For the sake of accuracy, the Stream & Lake was not a Granger, but a pure Wright & McGill and was never marked as a Granger rod. (It was the same as the Champion except that it had no tipping wraps and used nylon instead of silk. These two minor variations were out of spec for the Granger designation per the agreement between W&M and Mrs. May Granger Stocks.) And, just as an FYI, no Granger rods were ever sold in a dime store or anything approaching that level of marketing.
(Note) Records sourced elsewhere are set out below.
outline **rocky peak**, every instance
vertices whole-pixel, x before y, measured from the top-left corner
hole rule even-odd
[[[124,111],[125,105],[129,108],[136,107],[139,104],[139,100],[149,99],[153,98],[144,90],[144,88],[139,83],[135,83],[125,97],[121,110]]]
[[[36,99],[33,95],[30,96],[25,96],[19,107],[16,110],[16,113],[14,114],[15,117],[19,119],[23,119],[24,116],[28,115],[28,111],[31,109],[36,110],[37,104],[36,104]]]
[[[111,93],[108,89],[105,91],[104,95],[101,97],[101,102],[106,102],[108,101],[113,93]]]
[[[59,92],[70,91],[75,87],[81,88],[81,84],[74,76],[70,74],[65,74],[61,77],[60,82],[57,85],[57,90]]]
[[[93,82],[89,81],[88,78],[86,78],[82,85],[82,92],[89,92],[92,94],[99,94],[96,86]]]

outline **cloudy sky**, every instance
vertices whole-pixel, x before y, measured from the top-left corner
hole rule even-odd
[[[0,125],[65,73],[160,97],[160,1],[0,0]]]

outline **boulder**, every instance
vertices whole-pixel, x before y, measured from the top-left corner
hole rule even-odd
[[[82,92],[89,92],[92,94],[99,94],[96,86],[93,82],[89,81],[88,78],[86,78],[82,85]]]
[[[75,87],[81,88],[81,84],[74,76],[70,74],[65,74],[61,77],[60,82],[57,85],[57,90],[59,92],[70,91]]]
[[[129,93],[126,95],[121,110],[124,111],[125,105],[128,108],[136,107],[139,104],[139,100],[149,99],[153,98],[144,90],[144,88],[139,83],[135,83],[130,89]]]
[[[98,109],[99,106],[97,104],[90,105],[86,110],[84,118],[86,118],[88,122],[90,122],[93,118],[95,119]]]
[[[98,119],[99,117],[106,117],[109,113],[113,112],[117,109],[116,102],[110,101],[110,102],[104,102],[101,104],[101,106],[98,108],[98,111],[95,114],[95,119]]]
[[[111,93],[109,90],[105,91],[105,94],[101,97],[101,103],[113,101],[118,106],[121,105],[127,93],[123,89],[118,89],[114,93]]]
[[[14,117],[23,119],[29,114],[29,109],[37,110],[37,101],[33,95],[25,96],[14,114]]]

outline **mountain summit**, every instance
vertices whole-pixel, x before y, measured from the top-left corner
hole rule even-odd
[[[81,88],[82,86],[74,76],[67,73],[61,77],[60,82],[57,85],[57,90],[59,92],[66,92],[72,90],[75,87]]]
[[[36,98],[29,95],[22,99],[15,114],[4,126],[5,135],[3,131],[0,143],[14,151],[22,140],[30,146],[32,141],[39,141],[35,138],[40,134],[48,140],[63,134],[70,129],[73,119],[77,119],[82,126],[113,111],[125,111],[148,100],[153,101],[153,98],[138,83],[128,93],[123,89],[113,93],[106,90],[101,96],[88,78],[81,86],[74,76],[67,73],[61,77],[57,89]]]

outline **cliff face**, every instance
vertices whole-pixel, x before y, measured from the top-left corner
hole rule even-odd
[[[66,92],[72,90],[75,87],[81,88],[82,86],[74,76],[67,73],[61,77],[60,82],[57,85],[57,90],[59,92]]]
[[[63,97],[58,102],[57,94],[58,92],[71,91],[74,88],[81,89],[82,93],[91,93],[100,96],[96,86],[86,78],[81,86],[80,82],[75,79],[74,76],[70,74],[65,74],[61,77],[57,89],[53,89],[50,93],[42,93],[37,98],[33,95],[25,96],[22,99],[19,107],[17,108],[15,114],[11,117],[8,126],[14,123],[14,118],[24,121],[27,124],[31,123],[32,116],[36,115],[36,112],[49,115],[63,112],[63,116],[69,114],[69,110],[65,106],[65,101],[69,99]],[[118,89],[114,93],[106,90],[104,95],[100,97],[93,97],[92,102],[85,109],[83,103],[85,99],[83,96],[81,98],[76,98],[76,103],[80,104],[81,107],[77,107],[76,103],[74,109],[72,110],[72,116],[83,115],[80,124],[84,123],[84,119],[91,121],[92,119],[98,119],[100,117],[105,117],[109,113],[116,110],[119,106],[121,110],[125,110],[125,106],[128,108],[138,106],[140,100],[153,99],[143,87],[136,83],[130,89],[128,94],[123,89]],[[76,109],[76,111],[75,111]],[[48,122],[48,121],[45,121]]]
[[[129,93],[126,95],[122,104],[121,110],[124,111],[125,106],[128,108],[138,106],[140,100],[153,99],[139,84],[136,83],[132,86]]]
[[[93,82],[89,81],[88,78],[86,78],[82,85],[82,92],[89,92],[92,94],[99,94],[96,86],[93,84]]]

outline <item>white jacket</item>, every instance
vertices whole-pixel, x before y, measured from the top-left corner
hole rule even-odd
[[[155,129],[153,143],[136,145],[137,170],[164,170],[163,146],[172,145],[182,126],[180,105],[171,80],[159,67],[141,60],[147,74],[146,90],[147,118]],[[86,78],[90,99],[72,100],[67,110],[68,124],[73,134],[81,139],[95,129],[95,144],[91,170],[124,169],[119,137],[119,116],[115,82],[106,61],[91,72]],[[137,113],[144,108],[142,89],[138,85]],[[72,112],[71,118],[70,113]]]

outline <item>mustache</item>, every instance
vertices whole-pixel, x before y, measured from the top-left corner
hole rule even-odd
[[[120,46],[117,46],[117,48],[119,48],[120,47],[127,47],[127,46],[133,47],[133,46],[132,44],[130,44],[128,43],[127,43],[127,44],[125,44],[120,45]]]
Regarding the tapers,Tentwing, you are right - the tapers were the same. Granger referred to each taper as a "model". Thus an eight foot rod was called model 8040, meaning 8.0 feet, 4.0 ounces (without reelseat). An 8.5 foot 4.5 ounce rod was called the model 8642, there were several nine footers with the most popular being the 9050.

The names such as "Special, Aristocrat, Favorite, DeLuxe" etc were referred to as "Grades" by Granger. Except for the ultra-rare Registered rods, and the bottom of the line Champion, every Granger rod used the same reel seat and ferrules. The blanks were each inspected for node placement, cane beauty and overall quality. The better grade rods got the best cane, more guides and fancier wrap patterns. (Yes, the Premier is an exception to the fancier wraps.) DeLuxe, Premier and Registered rods were made from a single culm specially selected for its high quality. (GG era only ).
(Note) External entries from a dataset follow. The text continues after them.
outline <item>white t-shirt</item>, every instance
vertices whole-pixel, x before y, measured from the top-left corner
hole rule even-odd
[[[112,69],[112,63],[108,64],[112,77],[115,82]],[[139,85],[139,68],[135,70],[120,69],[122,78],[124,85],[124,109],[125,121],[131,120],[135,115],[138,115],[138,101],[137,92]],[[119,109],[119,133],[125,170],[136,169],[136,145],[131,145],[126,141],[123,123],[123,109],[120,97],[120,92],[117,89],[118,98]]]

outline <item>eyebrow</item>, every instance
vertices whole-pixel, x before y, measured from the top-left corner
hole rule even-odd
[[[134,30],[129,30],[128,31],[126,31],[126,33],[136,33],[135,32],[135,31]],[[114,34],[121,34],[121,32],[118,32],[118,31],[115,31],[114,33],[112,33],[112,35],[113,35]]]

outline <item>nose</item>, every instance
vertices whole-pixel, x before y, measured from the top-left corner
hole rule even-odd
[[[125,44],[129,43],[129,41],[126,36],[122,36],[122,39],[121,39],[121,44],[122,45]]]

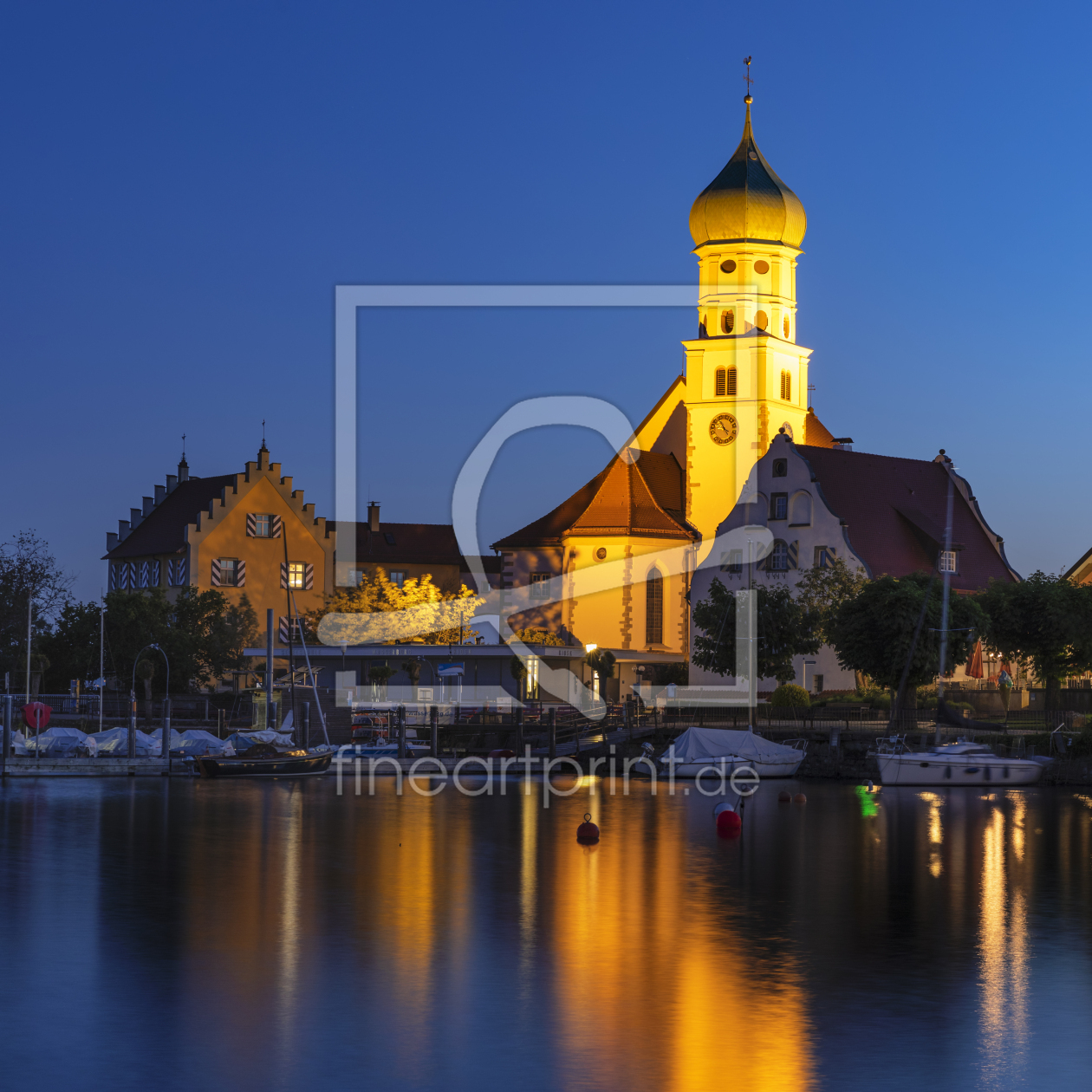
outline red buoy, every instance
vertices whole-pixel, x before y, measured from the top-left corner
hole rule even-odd
[[[743,820],[738,811],[725,808],[716,817],[716,833],[721,838],[737,838],[743,830]]]
[[[592,822],[589,812],[584,812],[584,821],[577,828],[577,841],[583,845],[594,845],[600,840],[600,828]]]

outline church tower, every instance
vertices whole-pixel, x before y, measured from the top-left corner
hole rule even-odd
[[[686,348],[687,517],[708,539],[783,428],[806,442],[808,357],[796,342],[799,198],[743,139],[690,210],[698,336]]]

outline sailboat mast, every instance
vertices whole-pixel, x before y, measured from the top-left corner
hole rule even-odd
[[[943,455],[943,452],[940,452]],[[936,743],[940,743],[940,702],[945,700],[945,664],[948,661],[948,598],[951,594],[951,570],[954,566],[952,560],[952,501],[953,483],[952,468],[945,458],[943,467],[948,472],[948,509],[945,515],[945,549],[940,555],[940,571],[943,574],[945,592],[940,603],[940,664],[937,670],[937,735]]]

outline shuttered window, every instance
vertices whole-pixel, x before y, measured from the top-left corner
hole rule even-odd
[[[644,643],[664,643],[664,578],[655,568],[644,584]]]

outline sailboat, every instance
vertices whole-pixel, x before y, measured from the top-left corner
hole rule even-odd
[[[947,468],[947,467],[946,467]],[[1001,758],[995,755],[985,744],[960,739],[954,744],[940,743],[941,724],[964,729],[994,729],[1004,732],[1001,724],[968,721],[959,716],[945,701],[945,668],[948,658],[948,606],[951,594],[951,567],[947,558],[951,555],[952,542],[952,479],[948,471],[948,519],[945,526],[945,561],[943,600],[940,610],[940,664],[937,673],[937,735],[935,745],[928,750],[912,751],[906,749],[905,740],[892,736],[882,740],[876,748],[876,763],[880,769],[880,780],[885,785],[983,785],[1000,782],[1001,785],[1033,785],[1043,776],[1043,771],[1049,765],[1048,758]],[[929,589],[931,591],[931,583]],[[899,698],[906,682],[910,661],[921,633],[925,618],[925,606],[922,606],[922,617],[918,619],[917,631],[906,658],[906,670],[903,672],[902,684],[899,686]],[[898,699],[897,699],[898,705]],[[892,722],[894,713],[892,713]]]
To complete a Goodwin Granger rod's official designation, the rod would be referred to as "G" for Granger, "C, V, S, A, F, D, or P" for the grade name and finally the model number. That means that GS8642 = Granger Special 8.5', 4.5oz - and so on.
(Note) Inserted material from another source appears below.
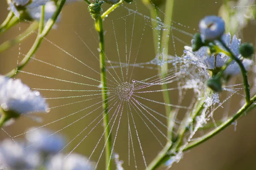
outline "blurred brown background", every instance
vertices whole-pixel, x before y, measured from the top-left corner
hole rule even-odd
[[[218,9],[222,4],[221,0],[175,0],[173,20],[177,22],[173,26],[178,29],[194,34],[196,32],[198,25],[200,20],[205,15],[218,14]],[[143,14],[149,16],[148,11],[141,3],[140,0],[137,0],[136,4],[126,4],[128,8],[136,9]],[[104,8],[109,5],[105,5]],[[7,5],[5,1],[0,2],[0,21],[3,21],[8,14]],[[164,8],[161,9],[163,11]],[[162,15],[163,16],[163,15]],[[126,22],[127,41],[128,48],[129,49],[130,43],[131,40],[131,31],[134,14],[129,14],[129,12],[123,7],[120,7],[116,11],[109,15],[104,22],[105,34],[106,51],[107,57],[109,60],[118,61],[116,47],[114,40],[113,29],[114,28],[117,39],[119,51],[121,56],[122,61],[125,62],[125,22]],[[148,61],[154,57],[154,47],[151,35],[152,29],[148,23],[143,17],[136,15],[134,24],[134,35],[133,38],[131,56],[131,62],[134,62],[137,51],[139,49],[137,62]],[[112,21],[113,20],[113,22]],[[61,21],[58,23],[57,28],[52,30],[47,38],[54,44],[64,49],[65,51],[75,56],[79,60],[90,66],[97,71],[99,71],[99,62],[90,51],[98,56],[97,34],[93,27],[93,21],[90,16],[87,9],[87,5],[82,2],[74,3],[67,5],[61,14]],[[180,23],[186,27],[180,26]],[[0,43],[7,40],[13,38],[18,35],[27,27],[28,23],[22,23],[18,24],[10,30],[1,35]],[[113,27],[113,25],[114,27]],[[145,31],[143,31],[143,28]],[[189,28],[188,28],[189,27]],[[194,30],[194,29],[195,30]],[[254,42],[255,38],[255,27],[253,24],[249,25],[244,31],[244,41]],[[173,31],[173,35],[188,44],[190,44],[191,37],[180,33],[177,31]],[[143,33],[142,39],[142,44],[139,48],[142,33]],[[0,54],[0,74],[4,74],[15,68],[17,60],[20,61],[23,57],[22,54],[26,54],[33,42],[35,36],[34,34],[21,44],[16,45]],[[84,42],[89,46],[90,49],[80,40],[79,37],[83,40]],[[170,42],[172,41],[170,40]],[[176,51],[177,55],[182,54],[184,44],[177,41],[175,42]],[[19,49],[20,48],[20,49]],[[173,44],[170,44],[170,54],[174,55]],[[20,53],[19,54],[19,53]],[[44,61],[55,65],[65,69],[80,74],[99,79],[98,74],[84,65],[74,60],[64,52],[55,47],[52,44],[44,40],[41,46],[36,52],[35,57]],[[123,57],[123,58],[122,58]],[[63,70],[51,67],[41,62],[32,60],[23,70],[25,71],[44,76],[55,77],[59,79],[67,80],[74,82],[99,85],[98,82],[83,78],[80,76],[64,71]],[[139,71],[139,72],[138,72]],[[139,74],[140,73],[140,74]],[[119,71],[119,72],[120,75]],[[145,76],[148,77],[155,74],[155,71],[152,70],[140,69],[133,74],[132,79],[142,79]],[[25,73],[20,73],[17,76],[21,78],[23,81],[32,88],[70,89],[70,90],[91,90],[95,89],[93,87],[84,86],[73,83],[58,81],[57,80],[33,76]],[[97,89],[97,88],[96,88]],[[44,96],[47,98],[58,97],[88,94],[86,92],[59,92],[53,91],[41,91]],[[95,93],[96,94],[96,93]],[[173,96],[175,96],[174,95]],[[160,96],[155,96],[154,99],[160,100]],[[85,99],[79,98],[68,98],[49,99],[50,107],[54,107],[65,104],[70,103]],[[175,96],[174,96],[174,99]],[[233,98],[231,104],[230,113],[233,113],[239,107],[240,97]],[[15,136],[26,131],[29,127],[33,126],[40,126],[58,119],[79,110],[85,107],[92,105],[100,101],[99,98],[91,101],[81,102],[76,105],[70,105],[69,107],[60,107],[52,109],[50,113],[47,114],[38,114],[44,119],[44,122],[37,122],[27,117],[22,117],[12,126],[4,128],[11,136]],[[99,105],[98,105],[99,106]],[[153,108],[157,106],[154,105]],[[94,109],[96,109],[96,108]],[[87,113],[92,111],[93,108],[89,108]],[[98,110],[101,112],[101,109]],[[215,114],[221,115],[223,110],[215,112]],[[232,112],[232,111],[233,111]],[[246,116],[241,119],[238,122],[237,130],[234,131],[234,127],[230,126],[227,129],[200,146],[193,148],[192,150],[185,154],[184,158],[178,164],[174,164],[171,169],[191,170],[256,170],[256,130],[255,110],[251,112]],[[80,115],[79,115],[80,114]],[[85,114],[85,113],[84,113]],[[53,130],[57,130],[63,128],[77,120],[84,115],[83,113],[78,113],[73,116],[59,121],[47,125],[47,128]],[[60,133],[67,138],[67,142],[69,142],[79,132],[81,132],[90,122],[96,117],[95,116],[87,116],[81,121],[62,130]],[[128,167],[127,133],[128,128],[126,121],[122,122],[122,128],[120,128],[117,139],[115,147],[115,150],[119,154],[120,159],[124,161],[125,169],[134,169]],[[143,123],[138,122],[138,125]],[[139,125],[138,125],[139,126]],[[164,128],[159,128],[164,131]],[[88,132],[92,128],[88,128]],[[92,132],[90,138],[83,142],[75,150],[75,152],[79,152],[87,156],[92,151],[102,132],[102,127],[98,126]],[[147,162],[148,163],[154,157],[156,154],[161,149],[157,142],[152,139],[151,133],[148,132],[146,128],[142,128],[140,131],[140,139],[142,143],[144,154],[146,156]],[[75,147],[86,133],[79,136],[76,142],[72,142],[69,145],[67,152],[71,150]],[[15,139],[22,139],[24,136],[15,137]],[[0,131],[0,138],[9,137],[3,131]],[[134,136],[136,137],[136,136]],[[120,140],[122,140],[121,141]],[[135,138],[134,138],[136,140]],[[160,139],[164,141],[164,139]],[[97,160],[97,155],[101,151],[104,143],[100,143],[100,146],[96,151],[96,154],[92,157],[92,160]],[[140,155],[140,148],[135,147],[137,155]],[[98,154],[98,155],[97,155]],[[137,159],[139,169],[143,169],[143,163],[141,156],[137,156]],[[104,162],[100,162],[99,169],[103,169]]]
Although Heddon rods also hold a special place in my heart, I'd take ANY Granger over ANY Heddon every time.

Arctic Grayling
05-09-2009, 03:58 PM
Cool! I have good taste (Grangers) and didn't even know it!!!! :redface:

03-16-2011, 02:51 PM
I an a nooby here but I own and fish a number of different bamboo rods. I own and fish Hardy's(English), Heddon's, Orvis's, South Bend's, Sharps(British), H&I and have owned Montagues and Shakespeares. I can tell you that most South Bend rods I have owned, refurbished/refinished and fished with are **** for tough! Not often the most delicate casting but very sturdy. Most of the surviving SB rods are from the 50's and the glues they used then were of a more modern composition than glues from previous years. )(Paducah Michael might know more about that). My best SB rod is an 8.5 ft, 3pc #323 with fine tips and casts a wonderful 5 weight line. My next favroite SB rod is a #59-81/2 foot Bass rod, its great for stream/lake bass and casting streamers for trout in high water or lakes. Both real nice rods. If you can refurbish/restore the rod you get so much the better. I prefer (just MY opinion) SB rods over most others for good old fishing tools!

I love ALL Bamboo rods for their history and nostalga but if you need a good fishing "tool" with SB you cant go wrong.